À 16 heures, le car scolaire dépose les enfants sur le parking au pied de l’église de Chemin, commune de 326 habitant·es. Certains parents attendent dans leurs voitures. Même après un an d’existence, ils jettent encore des regards intrigués vers le camping-car blanc et rose poudré de l’Envolée beauté, le salon d’esthétique itinérant d’Alice Paris, qui stationne là une fois par semaine. « Il faut que les gens me voient et osent rentrer. Mais une fois que c’est fait, ils reviennent. » Au début, elle comptait beaucoup sur la clientèle de son ancien salon. Désormais, elle accueille une nouvelle cliente presque chaque semaine. « Les itinérants doivent convaincre de venir chez eux, encore plus que les commerces fixes.
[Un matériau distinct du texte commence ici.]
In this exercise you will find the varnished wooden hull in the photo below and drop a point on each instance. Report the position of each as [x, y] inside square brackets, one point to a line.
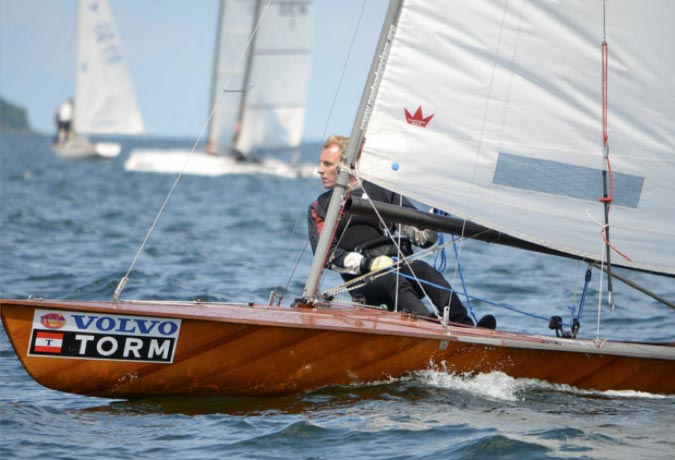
[228, 349]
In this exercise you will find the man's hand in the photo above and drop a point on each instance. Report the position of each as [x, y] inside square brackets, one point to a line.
[380, 263]
[421, 238]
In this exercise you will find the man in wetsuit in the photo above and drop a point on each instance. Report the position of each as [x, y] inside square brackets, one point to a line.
[360, 245]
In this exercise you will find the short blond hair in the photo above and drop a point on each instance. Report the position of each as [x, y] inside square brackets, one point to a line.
[338, 140]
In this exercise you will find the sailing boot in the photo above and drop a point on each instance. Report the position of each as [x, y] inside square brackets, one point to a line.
[487, 322]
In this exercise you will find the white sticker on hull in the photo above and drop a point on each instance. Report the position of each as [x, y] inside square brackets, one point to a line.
[91, 335]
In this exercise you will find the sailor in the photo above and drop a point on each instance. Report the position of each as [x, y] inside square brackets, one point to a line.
[360, 246]
[64, 119]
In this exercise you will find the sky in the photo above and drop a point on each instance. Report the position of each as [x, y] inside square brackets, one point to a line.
[169, 47]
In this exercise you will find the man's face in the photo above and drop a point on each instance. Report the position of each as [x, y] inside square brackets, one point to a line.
[328, 164]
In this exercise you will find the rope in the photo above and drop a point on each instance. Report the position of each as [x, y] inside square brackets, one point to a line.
[125, 278]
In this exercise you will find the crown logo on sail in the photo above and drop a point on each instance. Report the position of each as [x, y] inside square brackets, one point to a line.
[417, 119]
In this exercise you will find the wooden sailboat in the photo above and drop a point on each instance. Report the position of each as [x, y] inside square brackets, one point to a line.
[257, 99]
[105, 102]
[132, 349]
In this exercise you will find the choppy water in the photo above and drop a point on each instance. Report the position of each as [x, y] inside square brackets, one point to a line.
[70, 229]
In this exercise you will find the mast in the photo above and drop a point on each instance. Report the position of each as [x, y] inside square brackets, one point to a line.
[212, 143]
[247, 76]
[348, 158]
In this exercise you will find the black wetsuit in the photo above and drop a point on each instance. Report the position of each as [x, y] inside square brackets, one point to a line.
[357, 237]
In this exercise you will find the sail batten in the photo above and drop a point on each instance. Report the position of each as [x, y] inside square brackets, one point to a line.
[492, 111]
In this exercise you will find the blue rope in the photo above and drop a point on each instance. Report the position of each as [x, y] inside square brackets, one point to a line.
[440, 263]
[501, 305]
[582, 301]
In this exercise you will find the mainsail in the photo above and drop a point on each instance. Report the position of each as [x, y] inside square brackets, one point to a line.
[492, 111]
[264, 104]
[105, 102]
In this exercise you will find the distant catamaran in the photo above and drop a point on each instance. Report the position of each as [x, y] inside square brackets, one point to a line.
[258, 98]
[105, 102]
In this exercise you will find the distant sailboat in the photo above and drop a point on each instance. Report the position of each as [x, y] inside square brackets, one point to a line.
[257, 99]
[105, 102]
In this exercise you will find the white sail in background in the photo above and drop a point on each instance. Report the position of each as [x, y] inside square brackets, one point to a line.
[492, 111]
[105, 102]
[270, 112]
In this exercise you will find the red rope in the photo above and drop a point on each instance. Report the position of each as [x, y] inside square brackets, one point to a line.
[605, 57]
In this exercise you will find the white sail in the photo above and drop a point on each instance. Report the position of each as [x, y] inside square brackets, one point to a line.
[492, 111]
[274, 77]
[105, 102]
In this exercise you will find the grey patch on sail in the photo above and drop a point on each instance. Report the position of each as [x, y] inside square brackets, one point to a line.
[553, 177]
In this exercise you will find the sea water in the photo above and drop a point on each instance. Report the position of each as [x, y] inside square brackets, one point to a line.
[71, 229]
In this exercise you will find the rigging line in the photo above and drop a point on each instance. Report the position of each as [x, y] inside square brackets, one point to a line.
[391, 237]
[600, 291]
[125, 278]
[636, 286]
[607, 194]
[323, 134]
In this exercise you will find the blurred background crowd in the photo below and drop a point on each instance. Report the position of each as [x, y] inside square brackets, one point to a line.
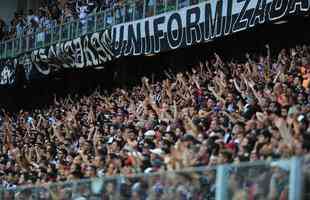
[218, 112]
[50, 14]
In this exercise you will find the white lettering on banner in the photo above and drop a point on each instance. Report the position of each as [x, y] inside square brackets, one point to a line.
[198, 23]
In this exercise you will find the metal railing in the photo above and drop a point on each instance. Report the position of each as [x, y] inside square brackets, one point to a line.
[284, 179]
[92, 23]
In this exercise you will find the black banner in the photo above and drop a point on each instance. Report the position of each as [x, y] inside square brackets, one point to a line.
[91, 50]
[200, 23]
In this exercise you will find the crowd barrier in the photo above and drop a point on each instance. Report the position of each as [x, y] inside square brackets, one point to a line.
[99, 21]
[261, 180]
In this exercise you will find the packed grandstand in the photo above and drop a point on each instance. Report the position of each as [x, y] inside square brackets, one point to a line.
[218, 129]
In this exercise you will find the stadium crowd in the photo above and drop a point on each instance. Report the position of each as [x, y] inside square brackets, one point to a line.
[216, 113]
[50, 14]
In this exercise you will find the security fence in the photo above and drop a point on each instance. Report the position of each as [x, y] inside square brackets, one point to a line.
[261, 180]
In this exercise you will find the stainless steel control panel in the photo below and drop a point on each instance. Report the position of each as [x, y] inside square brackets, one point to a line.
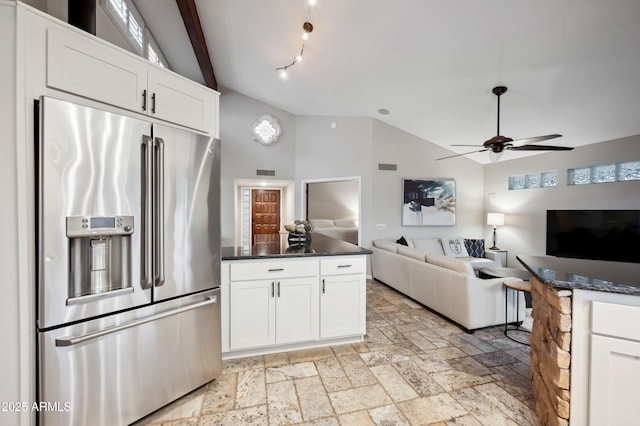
[87, 226]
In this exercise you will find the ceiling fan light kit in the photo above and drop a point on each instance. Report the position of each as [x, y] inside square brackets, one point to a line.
[497, 144]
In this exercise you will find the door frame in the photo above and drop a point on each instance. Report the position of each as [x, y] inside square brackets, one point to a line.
[242, 221]
[303, 196]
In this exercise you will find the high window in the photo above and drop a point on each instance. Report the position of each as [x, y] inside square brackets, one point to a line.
[130, 23]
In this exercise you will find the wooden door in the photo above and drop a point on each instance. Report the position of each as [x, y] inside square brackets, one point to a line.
[265, 220]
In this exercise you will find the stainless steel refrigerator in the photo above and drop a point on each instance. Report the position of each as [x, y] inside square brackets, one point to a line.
[128, 236]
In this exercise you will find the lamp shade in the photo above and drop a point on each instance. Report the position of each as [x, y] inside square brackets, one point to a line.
[495, 219]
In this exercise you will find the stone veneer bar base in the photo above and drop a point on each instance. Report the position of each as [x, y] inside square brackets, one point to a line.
[550, 341]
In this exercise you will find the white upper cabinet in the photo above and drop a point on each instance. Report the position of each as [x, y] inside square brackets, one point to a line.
[83, 65]
[75, 65]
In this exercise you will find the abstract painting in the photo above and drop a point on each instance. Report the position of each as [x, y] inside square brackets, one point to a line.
[429, 202]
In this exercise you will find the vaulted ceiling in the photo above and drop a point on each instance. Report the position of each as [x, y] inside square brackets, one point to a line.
[572, 67]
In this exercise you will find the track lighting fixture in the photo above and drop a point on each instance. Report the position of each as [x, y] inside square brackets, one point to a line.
[307, 28]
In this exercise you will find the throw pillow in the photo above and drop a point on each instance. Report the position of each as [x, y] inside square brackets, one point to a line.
[475, 248]
[345, 223]
[454, 247]
[429, 245]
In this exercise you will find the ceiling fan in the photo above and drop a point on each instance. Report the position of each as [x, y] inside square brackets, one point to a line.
[497, 144]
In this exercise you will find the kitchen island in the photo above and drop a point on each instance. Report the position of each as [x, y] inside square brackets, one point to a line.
[585, 343]
[285, 296]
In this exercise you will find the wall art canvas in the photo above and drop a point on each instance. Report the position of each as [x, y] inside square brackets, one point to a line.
[429, 202]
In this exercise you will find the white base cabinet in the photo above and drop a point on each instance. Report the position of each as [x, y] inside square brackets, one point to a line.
[274, 305]
[343, 297]
[268, 312]
[605, 358]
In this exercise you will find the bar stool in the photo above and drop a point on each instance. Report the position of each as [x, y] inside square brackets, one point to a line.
[515, 285]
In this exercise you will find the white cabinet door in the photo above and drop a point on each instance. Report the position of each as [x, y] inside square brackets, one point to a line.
[615, 381]
[342, 306]
[80, 65]
[296, 309]
[252, 314]
[181, 101]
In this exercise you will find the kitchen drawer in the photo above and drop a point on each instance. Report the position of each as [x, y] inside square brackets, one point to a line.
[343, 265]
[616, 320]
[243, 271]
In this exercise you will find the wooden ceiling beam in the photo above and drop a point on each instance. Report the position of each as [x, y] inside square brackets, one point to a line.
[194, 29]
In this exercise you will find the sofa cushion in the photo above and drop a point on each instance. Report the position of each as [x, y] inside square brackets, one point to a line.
[345, 223]
[402, 241]
[322, 223]
[386, 245]
[411, 252]
[454, 247]
[475, 248]
[429, 245]
[449, 263]
[480, 262]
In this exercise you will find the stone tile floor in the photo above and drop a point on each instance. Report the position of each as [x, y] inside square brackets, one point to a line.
[413, 368]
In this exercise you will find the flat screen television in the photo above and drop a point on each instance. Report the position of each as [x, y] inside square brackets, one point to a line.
[594, 234]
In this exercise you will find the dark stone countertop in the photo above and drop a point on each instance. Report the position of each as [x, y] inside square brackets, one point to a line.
[585, 274]
[320, 245]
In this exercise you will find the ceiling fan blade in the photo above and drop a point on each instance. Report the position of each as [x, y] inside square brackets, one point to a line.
[540, 148]
[459, 155]
[536, 139]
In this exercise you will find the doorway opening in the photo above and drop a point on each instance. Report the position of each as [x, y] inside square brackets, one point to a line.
[332, 205]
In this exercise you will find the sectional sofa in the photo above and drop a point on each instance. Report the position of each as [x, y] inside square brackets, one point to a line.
[342, 229]
[445, 284]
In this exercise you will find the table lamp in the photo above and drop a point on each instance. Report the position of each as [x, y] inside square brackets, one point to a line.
[495, 219]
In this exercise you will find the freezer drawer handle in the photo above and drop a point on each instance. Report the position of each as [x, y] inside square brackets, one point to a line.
[71, 341]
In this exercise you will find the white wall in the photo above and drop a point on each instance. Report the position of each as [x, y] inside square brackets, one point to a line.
[242, 156]
[335, 147]
[322, 147]
[525, 210]
[10, 308]
[415, 158]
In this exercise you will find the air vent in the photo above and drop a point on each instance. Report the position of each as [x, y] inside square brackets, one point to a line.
[392, 167]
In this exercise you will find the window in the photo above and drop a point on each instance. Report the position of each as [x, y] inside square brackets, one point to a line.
[126, 17]
[534, 180]
[602, 173]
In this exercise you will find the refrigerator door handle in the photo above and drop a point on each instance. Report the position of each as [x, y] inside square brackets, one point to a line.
[147, 214]
[75, 340]
[159, 213]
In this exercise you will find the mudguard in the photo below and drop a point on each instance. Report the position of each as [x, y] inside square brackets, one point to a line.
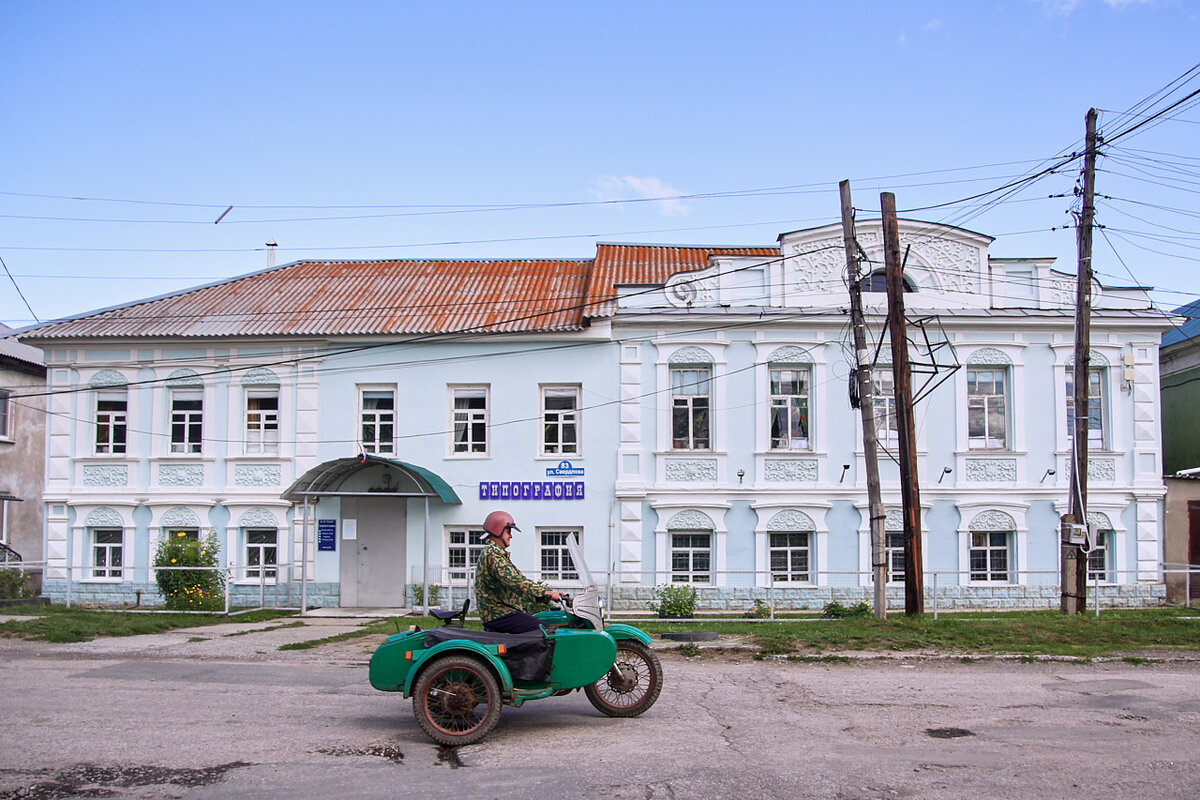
[485, 653]
[619, 631]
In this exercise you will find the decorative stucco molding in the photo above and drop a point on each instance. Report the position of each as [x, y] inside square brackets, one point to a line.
[991, 469]
[103, 517]
[1102, 469]
[989, 358]
[257, 475]
[105, 475]
[691, 519]
[691, 355]
[180, 474]
[107, 378]
[791, 519]
[993, 521]
[790, 469]
[695, 469]
[257, 517]
[179, 517]
[790, 354]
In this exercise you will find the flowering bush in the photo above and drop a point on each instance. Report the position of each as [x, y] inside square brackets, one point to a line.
[201, 589]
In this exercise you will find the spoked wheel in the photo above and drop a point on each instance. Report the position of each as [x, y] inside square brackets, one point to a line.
[456, 701]
[633, 684]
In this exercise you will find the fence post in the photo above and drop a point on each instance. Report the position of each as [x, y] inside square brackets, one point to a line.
[934, 576]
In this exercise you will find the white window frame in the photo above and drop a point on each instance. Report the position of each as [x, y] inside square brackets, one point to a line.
[253, 570]
[189, 421]
[111, 421]
[5, 414]
[378, 420]
[682, 378]
[785, 404]
[463, 548]
[1097, 438]
[474, 423]
[987, 402]
[790, 575]
[691, 575]
[553, 558]
[989, 548]
[561, 421]
[887, 426]
[106, 571]
[261, 428]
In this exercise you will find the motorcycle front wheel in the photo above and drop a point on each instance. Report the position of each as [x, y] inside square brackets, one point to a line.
[631, 685]
[456, 701]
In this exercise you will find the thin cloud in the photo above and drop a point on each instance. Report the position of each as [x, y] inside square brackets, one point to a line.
[611, 187]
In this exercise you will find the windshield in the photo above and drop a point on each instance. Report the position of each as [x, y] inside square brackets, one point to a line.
[581, 566]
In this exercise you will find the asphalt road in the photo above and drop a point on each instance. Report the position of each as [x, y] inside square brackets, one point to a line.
[207, 715]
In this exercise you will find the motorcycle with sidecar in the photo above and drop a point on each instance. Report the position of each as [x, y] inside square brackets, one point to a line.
[459, 678]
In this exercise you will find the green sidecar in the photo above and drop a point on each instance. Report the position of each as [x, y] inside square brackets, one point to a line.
[459, 678]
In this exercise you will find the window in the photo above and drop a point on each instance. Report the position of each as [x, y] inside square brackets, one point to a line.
[559, 420]
[463, 554]
[987, 408]
[112, 410]
[789, 408]
[791, 557]
[689, 408]
[107, 552]
[556, 560]
[887, 431]
[471, 420]
[1095, 407]
[1099, 558]
[691, 558]
[186, 420]
[989, 555]
[378, 421]
[262, 421]
[262, 549]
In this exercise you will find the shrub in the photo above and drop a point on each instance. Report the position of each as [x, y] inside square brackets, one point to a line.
[675, 600]
[760, 611]
[201, 589]
[837, 611]
[419, 594]
[16, 584]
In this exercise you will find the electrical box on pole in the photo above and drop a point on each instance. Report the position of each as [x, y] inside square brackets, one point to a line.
[913, 578]
[865, 404]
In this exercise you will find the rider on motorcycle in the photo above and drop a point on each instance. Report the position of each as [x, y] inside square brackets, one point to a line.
[502, 593]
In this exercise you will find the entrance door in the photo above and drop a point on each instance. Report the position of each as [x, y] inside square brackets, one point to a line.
[372, 564]
[1194, 545]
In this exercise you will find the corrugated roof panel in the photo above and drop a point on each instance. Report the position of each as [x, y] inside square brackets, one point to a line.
[357, 298]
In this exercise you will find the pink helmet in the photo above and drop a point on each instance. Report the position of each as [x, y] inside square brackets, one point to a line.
[497, 522]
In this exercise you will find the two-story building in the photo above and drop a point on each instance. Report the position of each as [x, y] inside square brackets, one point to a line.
[683, 410]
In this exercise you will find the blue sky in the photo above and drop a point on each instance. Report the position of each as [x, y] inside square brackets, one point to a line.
[462, 130]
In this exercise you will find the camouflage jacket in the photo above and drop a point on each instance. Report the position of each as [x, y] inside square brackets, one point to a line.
[499, 587]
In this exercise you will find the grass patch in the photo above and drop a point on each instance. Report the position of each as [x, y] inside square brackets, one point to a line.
[1032, 633]
[66, 625]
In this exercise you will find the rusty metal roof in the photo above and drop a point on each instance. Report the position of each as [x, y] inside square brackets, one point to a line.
[651, 265]
[355, 298]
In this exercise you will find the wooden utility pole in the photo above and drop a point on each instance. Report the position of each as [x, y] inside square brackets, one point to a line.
[913, 578]
[867, 405]
[1074, 559]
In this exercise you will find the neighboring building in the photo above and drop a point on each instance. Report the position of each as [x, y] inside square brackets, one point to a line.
[22, 450]
[682, 409]
[1180, 366]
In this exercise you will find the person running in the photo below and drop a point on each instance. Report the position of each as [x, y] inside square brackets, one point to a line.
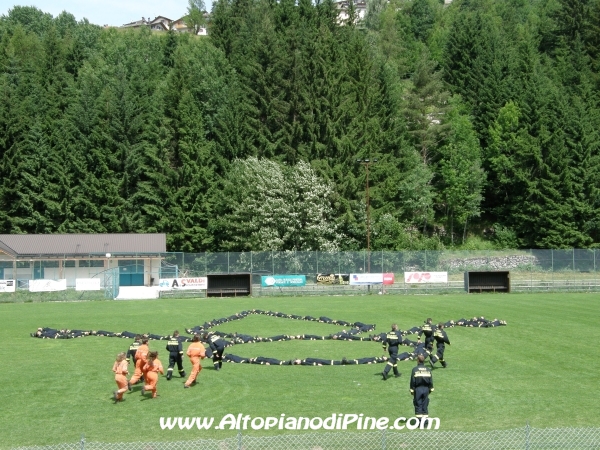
[141, 358]
[120, 370]
[196, 352]
[151, 370]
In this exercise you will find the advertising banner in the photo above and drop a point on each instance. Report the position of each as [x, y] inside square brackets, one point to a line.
[166, 284]
[366, 278]
[87, 284]
[283, 280]
[7, 285]
[333, 278]
[47, 285]
[388, 278]
[425, 277]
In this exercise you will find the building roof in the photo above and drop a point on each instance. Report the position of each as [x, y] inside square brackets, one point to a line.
[82, 244]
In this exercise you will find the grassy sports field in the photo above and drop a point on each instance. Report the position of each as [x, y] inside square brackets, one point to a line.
[542, 368]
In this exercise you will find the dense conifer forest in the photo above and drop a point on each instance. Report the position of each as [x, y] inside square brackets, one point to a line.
[482, 115]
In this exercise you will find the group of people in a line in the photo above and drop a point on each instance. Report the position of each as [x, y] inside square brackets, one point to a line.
[148, 366]
[421, 379]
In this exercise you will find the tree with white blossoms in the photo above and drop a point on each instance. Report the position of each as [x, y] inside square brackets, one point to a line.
[267, 206]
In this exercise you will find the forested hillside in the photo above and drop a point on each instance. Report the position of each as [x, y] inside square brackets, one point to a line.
[483, 117]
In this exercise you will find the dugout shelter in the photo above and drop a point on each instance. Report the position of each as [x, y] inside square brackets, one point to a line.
[137, 257]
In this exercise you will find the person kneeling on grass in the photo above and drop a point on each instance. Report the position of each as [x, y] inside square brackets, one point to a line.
[152, 368]
[120, 370]
[195, 351]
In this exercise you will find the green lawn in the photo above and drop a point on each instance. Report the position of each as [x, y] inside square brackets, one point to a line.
[542, 368]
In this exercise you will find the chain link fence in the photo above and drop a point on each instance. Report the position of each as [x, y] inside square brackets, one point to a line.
[518, 438]
[572, 270]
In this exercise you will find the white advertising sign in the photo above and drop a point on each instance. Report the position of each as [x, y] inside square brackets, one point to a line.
[7, 285]
[425, 277]
[47, 285]
[87, 284]
[166, 284]
[366, 278]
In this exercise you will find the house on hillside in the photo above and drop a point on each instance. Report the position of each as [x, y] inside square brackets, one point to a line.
[138, 257]
[180, 26]
[360, 8]
[160, 23]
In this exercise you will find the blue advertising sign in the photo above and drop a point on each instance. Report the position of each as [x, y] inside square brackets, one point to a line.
[282, 280]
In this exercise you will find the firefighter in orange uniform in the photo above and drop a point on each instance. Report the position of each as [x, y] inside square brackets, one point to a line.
[196, 351]
[120, 370]
[151, 370]
[141, 358]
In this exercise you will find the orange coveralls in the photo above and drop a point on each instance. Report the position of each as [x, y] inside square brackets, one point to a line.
[151, 370]
[141, 358]
[120, 370]
[196, 351]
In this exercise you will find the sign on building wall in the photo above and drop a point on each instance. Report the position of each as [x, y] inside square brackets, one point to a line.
[47, 285]
[333, 278]
[196, 283]
[87, 284]
[282, 280]
[7, 285]
[357, 279]
[425, 277]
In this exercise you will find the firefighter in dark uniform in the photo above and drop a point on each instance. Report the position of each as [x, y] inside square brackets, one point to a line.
[175, 349]
[421, 384]
[133, 348]
[217, 345]
[427, 329]
[391, 342]
[441, 339]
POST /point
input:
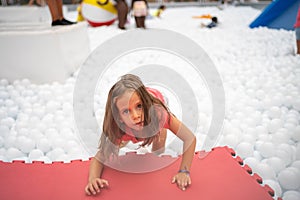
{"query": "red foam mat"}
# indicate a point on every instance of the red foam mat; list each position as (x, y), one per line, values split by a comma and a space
(218, 175)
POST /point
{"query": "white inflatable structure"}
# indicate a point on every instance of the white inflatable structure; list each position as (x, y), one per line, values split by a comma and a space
(30, 48)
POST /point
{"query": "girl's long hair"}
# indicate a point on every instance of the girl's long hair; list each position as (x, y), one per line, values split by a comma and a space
(113, 129)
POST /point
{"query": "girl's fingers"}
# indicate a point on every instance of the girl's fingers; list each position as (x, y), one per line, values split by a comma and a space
(87, 190)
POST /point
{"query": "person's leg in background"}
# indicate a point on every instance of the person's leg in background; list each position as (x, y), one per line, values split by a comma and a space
(56, 10)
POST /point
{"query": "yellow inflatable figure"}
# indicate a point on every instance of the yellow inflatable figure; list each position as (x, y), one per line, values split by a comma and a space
(80, 18)
(99, 12)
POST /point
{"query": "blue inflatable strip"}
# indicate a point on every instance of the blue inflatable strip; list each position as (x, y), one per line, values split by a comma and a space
(280, 14)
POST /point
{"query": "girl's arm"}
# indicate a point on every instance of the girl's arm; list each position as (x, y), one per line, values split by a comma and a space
(182, 178)
(95, 182)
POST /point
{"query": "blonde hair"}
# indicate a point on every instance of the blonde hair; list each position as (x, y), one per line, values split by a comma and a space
(113, 129)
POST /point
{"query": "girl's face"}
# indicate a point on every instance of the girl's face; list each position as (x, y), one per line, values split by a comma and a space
(131, 110)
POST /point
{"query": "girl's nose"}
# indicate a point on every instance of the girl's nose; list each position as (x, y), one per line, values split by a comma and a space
(135, 114)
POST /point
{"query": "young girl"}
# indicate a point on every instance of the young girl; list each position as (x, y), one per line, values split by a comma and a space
(138, 114)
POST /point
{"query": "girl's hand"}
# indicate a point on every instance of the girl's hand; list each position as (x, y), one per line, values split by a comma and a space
(93, 187)
(183, 180)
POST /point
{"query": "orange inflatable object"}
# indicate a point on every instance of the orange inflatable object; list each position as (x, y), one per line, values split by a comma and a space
(215, 175)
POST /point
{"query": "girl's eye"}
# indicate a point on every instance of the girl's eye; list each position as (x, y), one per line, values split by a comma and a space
(139, 106)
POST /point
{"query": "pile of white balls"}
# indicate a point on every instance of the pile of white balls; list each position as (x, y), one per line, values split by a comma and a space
(36, 122)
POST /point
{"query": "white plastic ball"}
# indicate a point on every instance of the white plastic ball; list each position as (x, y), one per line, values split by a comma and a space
(267, 149)
(280, 137)
(4, 82)
(13, 153)
(274, 125)
(25, 144)
(231, 140)
(55, 153)
(44, 145)
(296, 164)
(44, 159)
(265, 171)
(252, 162)
(275, 112)
(275, 186)
(10, 141)
(289, 178)
(35, 154)
(245, 149)
(276, 163)
(4, 131)
(257, 155)
(58, 143)
(52, 106)
(8, 121)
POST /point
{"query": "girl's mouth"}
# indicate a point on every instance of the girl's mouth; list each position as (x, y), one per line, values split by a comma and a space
(139, 123)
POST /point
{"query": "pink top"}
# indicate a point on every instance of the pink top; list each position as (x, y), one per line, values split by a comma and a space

Et ça, ils doivent le faire à plusieurs endroits », explique le directeur de Mon P'tit camion.

Une fois ses derniers soins prodigués, Alice Paris doit encore tout éteindre, nettoyer le camion, le ranger pour éviter qu’un produit ne tombe pendant le trajet. Dans un salon fixe, elle ne le ferait qu’en fin de journée. En itinérance, c’est à chaque arrêt : « J’ai à peu près vingt minutes d’aménagement au début et à la fin de chaque demi-journée. »

À cela s’ajoutent la route et la communication pour se faire connaître partout où elle se gare. « Toute la gestion représente à peu près 40 % du temps d’un commerçant itinérant. C’est autant d’énergie qui n’est pas utilisée pour développer son activité. Ça prend d'autant plus de temps que les fonctions ne sont pas mutualisées. Ce sentiment d’isolement peut décourager ou créer une frustration », analyse Alexandre Vallès.

Alice Paris a travaillé en salon pendant quinze ans avant de devenir esthéticienne itinérante. © Louise Pointin

Leurs horaires, leurs produits et surtout une proximité avec leur clientèle : Alice Paris et David-Alexandre Seiller ont trouvé une vraie liberté dans cette nouvelle activité. Leurs commerces ne sont pas encore rentables mais ils se voient continuer longtemps. L’esthéticienne itinérante envisage de garer son salon d’esthétique dans des centres de rééducation ou des maisons de retraite de son secteur : « J’aimerais leur apporter un petit moment de douceur dans leur semaine. »

Les commerçant·es itinérant·es, les absent·es des politiques publiques

La solution de l’itinérance commerciale a été évoquée une première fois par le Sénat en mars 2022 dans son rapport « Soutenir le commerce en milieu rural ». Les sénateur·ices ont rediscuté du sujet en mai 2023 lors d’un débat sur la France rurale. Depuis, aucune mesure n’a été prise. Les lieux polyvalents et les livraisons restent privilégié·es pour remettre des commerces en zone rurale, selon le manifeste de Mon P’tit camion et Bière Truck. Seule l’Agence nationale de cohésion des territoires s’est emparée du sujet. En mars 2023, elle a proposé de subventionner l'achat d’un camion à hauteur de 20 000 euros. Un dispositif d’aide encore peu connu.